Il primo è politico-militare: la presenza di unità di volontari ceceni (e, più in generale, caucasici) con una lunga memoria della guerra con la Russia aggiunge a Kiev non solo combattenti motivati, ma anche un forte segnale simbolico sulla “coalizione degli schiavi”. Le storie di Munayev, Okuyeva, Osmayev e dei combattenti dei battaglioni intitolati a Dudayev e Sheikh Mansur parlano di questo.

Il secondo è strategico: quando Kiev riconobbe l’Ichkeria come temporaneamente occupata nel 2022, l’Ucraina di fatto incorporò la dimensione caucasica nel quadro più ampio della decolonizzazione della Federazione Russa. Ciò non significa una rapida "parata di sovranità", ma rende politicamente possibile l'emergere di nuovi leader simbolici - persone simili a Okueva.

Tali figure nascono solitamente all’incrocio tra la biografia personale della resistenza, la rete di sostegno della diaspora e la memoria storica delle guerre di liberazione. E questi tre elementi esistono oggi nelle comunità caucasiche. Allo stesso tempo c'è anche un "freno".
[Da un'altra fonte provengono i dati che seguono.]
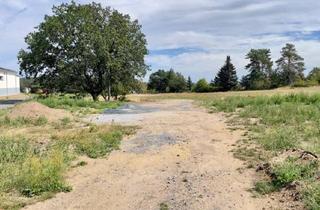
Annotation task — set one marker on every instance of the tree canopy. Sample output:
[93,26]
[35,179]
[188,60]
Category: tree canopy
[290,65]
[226,78]
[85,48]
[167,81]
[260,69]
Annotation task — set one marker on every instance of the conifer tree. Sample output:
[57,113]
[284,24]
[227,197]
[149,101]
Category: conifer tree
[290,65]
[260,69]
[189,84]
[226,78]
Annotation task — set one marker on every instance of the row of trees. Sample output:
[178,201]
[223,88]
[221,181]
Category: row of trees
[85,49]
[289,71]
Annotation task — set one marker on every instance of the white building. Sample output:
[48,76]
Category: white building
[9,82]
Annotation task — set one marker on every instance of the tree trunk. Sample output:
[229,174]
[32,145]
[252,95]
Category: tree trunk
[95,97]
[109,91]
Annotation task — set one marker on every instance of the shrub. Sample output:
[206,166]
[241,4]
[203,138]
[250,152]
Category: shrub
[311,196]
[42,174]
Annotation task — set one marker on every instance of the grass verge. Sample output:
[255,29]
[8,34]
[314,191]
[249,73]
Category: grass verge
[277,124]
[35,154]
[77,105]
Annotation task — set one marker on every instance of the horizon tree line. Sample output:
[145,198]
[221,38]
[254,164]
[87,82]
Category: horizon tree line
[261,74]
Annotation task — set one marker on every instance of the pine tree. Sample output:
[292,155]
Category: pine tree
[189,84]
[260,69]
[290,65]
[226,78]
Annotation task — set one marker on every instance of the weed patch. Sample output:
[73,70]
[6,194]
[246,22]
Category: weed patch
[77,105]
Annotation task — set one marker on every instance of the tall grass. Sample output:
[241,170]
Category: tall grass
[81,105]
[281,122]
[36,170]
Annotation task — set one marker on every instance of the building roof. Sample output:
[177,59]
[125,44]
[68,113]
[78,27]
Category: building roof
[4,69]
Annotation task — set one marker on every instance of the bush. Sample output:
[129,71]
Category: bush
[311,196]
[292,170]
[42,174]
[77,104]
[202,86]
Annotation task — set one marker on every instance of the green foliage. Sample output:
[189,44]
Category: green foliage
[202,86]
[167,81]
[282,122]
[33,169]
[22,121]
[164,206]
[81,105]
[94,142]
[23,169]
[226,78]
[260,70]
[42,174]
[314,75]
[279,139]
[84,48]
[291,170]
[290,66]
[311,196]
[189,84]
[264,187]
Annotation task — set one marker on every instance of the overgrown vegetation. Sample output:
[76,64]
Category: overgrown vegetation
[77,105]
[278,123]
[36,153]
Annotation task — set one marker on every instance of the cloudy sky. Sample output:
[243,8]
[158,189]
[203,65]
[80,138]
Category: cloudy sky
[191,36]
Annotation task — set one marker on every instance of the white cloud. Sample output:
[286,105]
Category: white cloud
[215,28]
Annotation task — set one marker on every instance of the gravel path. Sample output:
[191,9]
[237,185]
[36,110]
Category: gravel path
[180,157]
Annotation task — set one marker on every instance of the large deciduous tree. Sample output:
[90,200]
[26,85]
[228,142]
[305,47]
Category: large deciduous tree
[260,69]
[85,48]
[290,65]
[226,78]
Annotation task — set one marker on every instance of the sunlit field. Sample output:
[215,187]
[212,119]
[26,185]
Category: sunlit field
[279,124]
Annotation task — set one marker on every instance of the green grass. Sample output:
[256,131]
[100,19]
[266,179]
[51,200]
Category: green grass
[77,105]
[281,122]
[22,121]
[94,141]
[311,196]
[29,172]
[164,206]
[30,169]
L'apparato repressivo del Cremlino lavora prima del previsto e le operazioni all'estero contro i dissidenti continuano: diversi critici di Kadyrov sono stati uccisi/attaccati nell'UE; muoiono i testimoni degli "affari ceceni". Ciò aumenta il prezzo della leadership e costringe i potenziali “nuovi Amin” ad agire in modo cospiratorio o in formato rete, senza ruoli pubblici brillanti. La storia di Amina Okueva non riguarda solo il coraggio personale.

Riguarda la lunga guerra della Russia contro coloro che non è riuscita a conquistare, e di come il fronte ucraino sia diventato una piattaforma per una coalizione di popoli che ricordano le loro guerre con l'impero. Sono possibili nuovi leader della resistenza nella Federazione Russa, soprattutto nel Caucaso settentrionale.
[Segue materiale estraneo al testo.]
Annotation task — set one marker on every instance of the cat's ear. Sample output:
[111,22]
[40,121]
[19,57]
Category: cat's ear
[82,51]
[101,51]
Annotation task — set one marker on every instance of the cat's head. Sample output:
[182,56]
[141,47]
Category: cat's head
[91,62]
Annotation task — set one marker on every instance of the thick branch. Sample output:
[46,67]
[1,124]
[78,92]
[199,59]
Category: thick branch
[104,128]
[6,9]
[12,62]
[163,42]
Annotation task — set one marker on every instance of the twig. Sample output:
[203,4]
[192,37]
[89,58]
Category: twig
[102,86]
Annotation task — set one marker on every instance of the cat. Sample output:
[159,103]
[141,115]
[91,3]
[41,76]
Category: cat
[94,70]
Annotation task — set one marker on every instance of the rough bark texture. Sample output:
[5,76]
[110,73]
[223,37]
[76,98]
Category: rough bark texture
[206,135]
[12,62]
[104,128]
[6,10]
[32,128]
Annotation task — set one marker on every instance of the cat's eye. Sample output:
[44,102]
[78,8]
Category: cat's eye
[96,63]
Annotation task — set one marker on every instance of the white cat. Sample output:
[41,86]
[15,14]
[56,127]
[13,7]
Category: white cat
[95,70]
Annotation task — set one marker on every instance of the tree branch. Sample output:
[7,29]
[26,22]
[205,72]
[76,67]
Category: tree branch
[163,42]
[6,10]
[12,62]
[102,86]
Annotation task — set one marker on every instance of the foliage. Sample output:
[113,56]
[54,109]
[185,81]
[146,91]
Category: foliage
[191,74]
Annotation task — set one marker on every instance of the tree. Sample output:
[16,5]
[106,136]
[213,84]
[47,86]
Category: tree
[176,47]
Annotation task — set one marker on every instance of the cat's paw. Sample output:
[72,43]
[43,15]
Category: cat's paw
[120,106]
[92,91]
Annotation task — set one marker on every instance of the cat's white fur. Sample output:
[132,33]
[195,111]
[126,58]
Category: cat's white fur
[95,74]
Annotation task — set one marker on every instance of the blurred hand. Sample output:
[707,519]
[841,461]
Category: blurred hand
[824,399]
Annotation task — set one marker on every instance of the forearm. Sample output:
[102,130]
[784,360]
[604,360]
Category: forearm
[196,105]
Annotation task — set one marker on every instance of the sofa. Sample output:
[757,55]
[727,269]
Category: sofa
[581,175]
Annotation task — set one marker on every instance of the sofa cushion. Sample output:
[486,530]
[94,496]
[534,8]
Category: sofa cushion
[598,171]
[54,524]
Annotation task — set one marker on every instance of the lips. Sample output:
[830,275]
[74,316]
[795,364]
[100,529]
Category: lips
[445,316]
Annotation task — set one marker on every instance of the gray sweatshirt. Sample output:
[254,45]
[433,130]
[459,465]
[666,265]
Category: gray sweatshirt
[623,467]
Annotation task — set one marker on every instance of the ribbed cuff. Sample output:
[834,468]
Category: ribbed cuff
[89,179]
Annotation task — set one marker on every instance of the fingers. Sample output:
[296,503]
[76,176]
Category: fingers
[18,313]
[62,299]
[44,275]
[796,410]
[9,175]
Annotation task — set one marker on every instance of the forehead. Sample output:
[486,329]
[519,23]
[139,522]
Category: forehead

Ma la loro comparsa e sopravvivenza dipendono da due variabili: la capacità all’interno delle regioni di generare reti orizzontali di resistenza – e se il mondo riuscirà finalmente a vedere non solo le conseguenze della repressione, ma anche le cause che la alimentano. Okuyeva ha dimostrato che la volontà individuale può diventare un fattore politico. È questa volontà che il Cremlino teme di più – ed è questa volontà, nonostante tutto, che ha la possibilità di rinascere.